À quoi ça sert : les chaines d'accord et le passif en 4e (2026-2027)
L'effacement de l'agent est l'outil le plus discret du langage administratif, et il se voit partout une fois qu'on le connait. « Une erreur a été commise » : par qui ? La phrase ne le dit pas, et ce n'est pas un oubli. « Des mesures ont été prises », « votre dossier a été égaré », « la décision a été validée » : à chaque fois, le passif permet de dire ce qui s'est passé sans nommer celui qui l'a fait. Repérer un passif sans agent, c'est repérer une responsabilité qu'on ne veut pas écrire. Ce n'est pas toujours malhonnête — parfois on ignore vraiment qui —, mais cela mérite d'être remarqué.
Un peu d'histoire : les chaines d'accord et le passif en 4e (2026-2027)
« Le masculin l'emporte sur le féminin » n'a pas toujours été la règle. Jusqu'au XVIIe siècle, le français pratiquait couramment l'accord DE PROXIMITÉ : l'adjectif s'accordait avec le nom le plus proche, et l'on écrivait sans hésiter « un homme et une femme belle ». Racine et Corneille l'emploient encore. C'est un grammairien, Claude Favre de Vaugelas, qui impose l'autre règle en 1647, et un autre, Bouhours, qui la justifie en 1675 par une phrase restée célèbre sur la supposée noblesse du genre masculin.

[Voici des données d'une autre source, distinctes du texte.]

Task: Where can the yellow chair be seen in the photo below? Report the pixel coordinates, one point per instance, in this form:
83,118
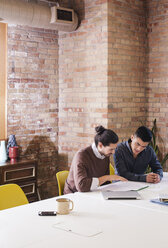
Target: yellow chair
61,178
11,195
112,170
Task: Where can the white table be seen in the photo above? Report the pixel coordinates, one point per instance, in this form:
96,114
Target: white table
126,223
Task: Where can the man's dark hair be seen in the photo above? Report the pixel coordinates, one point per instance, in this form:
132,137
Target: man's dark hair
144,134
105,136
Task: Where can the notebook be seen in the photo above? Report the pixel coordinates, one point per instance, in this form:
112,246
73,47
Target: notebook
121,195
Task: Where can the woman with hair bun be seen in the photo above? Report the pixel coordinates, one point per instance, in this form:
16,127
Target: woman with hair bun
90,166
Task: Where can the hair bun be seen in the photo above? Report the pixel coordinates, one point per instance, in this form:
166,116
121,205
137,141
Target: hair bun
100,129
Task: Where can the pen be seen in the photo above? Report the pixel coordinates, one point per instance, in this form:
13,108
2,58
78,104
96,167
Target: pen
143,188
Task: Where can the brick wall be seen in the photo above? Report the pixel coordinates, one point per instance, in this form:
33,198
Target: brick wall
157,80
33,99
83,78
127,44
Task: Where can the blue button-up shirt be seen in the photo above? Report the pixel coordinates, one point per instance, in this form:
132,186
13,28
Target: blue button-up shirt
134,168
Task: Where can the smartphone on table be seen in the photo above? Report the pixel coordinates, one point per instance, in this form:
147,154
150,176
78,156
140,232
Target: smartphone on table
47,213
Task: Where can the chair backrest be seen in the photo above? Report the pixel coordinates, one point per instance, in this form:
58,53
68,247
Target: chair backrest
11,195
61,178
112,170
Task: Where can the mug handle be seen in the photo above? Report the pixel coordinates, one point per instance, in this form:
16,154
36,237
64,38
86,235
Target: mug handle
72,205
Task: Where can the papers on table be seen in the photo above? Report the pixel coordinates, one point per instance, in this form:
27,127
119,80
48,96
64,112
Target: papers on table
78,228
124,186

Autrement dit : l'usage ancien accordait avec l'oreille, et c'est une décision d'académie qui l'a remplacé. La règle que tu apprends est la bonne aujourd'hui — mais elle a une date de naissance, et un auteur.

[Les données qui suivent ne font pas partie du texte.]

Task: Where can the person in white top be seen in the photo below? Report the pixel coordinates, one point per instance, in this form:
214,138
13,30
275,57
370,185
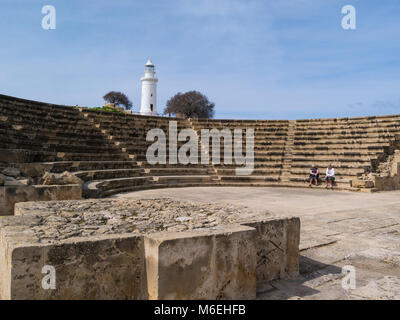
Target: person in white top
330,176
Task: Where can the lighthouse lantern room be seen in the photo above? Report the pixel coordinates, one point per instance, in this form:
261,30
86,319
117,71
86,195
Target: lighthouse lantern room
149,91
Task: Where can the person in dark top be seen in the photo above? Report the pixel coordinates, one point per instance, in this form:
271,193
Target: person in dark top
314,175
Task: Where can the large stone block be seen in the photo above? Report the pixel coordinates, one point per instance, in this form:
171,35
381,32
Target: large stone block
277,245
107,267
208,264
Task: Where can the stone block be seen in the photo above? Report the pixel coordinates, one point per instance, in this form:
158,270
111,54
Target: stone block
277,244
108,267
218,263
362,184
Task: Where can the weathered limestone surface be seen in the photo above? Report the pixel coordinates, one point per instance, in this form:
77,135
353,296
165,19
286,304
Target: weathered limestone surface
107,267
192,250
10,195
64,178
212,264
277,246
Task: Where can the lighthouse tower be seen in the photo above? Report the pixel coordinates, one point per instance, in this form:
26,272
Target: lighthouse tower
149,91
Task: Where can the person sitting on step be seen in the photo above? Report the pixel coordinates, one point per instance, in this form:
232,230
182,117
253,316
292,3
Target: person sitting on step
314,175
330,176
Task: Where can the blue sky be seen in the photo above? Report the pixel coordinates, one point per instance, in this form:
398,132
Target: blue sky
256,59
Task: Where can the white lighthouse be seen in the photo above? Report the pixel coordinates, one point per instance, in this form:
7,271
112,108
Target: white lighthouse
149,91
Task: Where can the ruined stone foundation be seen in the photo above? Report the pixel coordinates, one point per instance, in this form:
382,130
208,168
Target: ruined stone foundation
143,249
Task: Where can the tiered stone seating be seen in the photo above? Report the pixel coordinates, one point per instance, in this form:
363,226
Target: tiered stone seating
56,138
108,150
52,133
129,133
269,144
353,146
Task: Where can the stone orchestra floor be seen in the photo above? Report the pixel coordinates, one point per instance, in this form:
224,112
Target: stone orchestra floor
337,229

Définition : les chaines d'accord et le passif en 4e (2026-2027)
Accorder, c'est faire passer une information d'un mot à un autre : un mot COMMANDE, un ou plusieurs mots OBÉISSENT. L'ensemble forme une CHAINE. Dans le groupe nominal, le nom noyau commande ses déterminants et ses adjectifs ; quand deux noms sont coordonnés, ils commandent ensemble, et l'adjectif passe au pluriel — au masculin si les deux genres se rencontrent. Dans la phrase, le sujet commande le verbe, même quand un complément s'intercale, même quand il est inversé, même quand il a l'air pluriel sans l'être. Et le PASSIF retourne la phrase : ce qui était objet devient sujet, ce qui était sujet devient complément d'agent — ou disparait.
Propriétés : les chaines d'accord et le passif en 4e (2026-2027)

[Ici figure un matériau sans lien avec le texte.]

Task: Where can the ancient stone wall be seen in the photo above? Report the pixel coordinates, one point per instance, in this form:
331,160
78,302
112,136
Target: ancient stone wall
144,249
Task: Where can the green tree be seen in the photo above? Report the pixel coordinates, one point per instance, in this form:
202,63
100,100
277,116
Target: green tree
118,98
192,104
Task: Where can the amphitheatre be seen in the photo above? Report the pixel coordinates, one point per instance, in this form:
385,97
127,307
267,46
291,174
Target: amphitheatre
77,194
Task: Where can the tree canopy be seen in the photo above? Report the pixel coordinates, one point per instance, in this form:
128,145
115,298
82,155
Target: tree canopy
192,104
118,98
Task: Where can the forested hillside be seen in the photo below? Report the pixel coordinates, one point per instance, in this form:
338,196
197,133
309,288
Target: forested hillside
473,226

Deux noms coordonnés commandent ensemble
« Une robe et un chapeau blancs » : l'adjectif porte sur les deux, donc il se met au pluriel. Il ne s'accorde pas avec le plus proche.
Quand les genres se rencontrent, le masculin l'emporte
« La maison et le jardin abandonnés » : un féminin, un masculin, et l'adjectif se met au masculin pluriel. C'est une règle de forme, pas de sens.
Le possessif suit le possesseur
« Chaque élève a rendu SA copie » : un seul élève à la fois. « Les élèves ont rangé LEURS affaires » : plusieurs élèves, plusieurs affaires.
Le noyau du sujet, jamais le mot le plus proche
« Le bruit des vagues berçait » : le noyau est « le bruit ». Tout ce qui suit le complète, et ne commande rien.
Deux pronoms de personnes différentes se remplacent
« Toi et moi » = nous. « Toi et lui » = vous. On remplace, et l'accord devient évident. Et « c'est moi qui » demande la première personne.
Collectifs et quantifiants ne se comportent pas pareil
« La foule des spectateurs criait » : singulier, le noyau est « la foule ». « La plupart des élèves ont compris » : pluriel, c'est le nom qui commande. Et « ainsi que » n'ajoute jamais un sujet.
Le passif retourne la phrase
L'objet devient sujet, le sujet devient complément d'agent, et le participe s'accorde avec le nouveau sujet. L'agent peut même disparaitre.
La formule : les chaines d'accord et le passif en 4e (2026-2027)
Le geste qui trouve le vrai sujet, quel que soit le piège.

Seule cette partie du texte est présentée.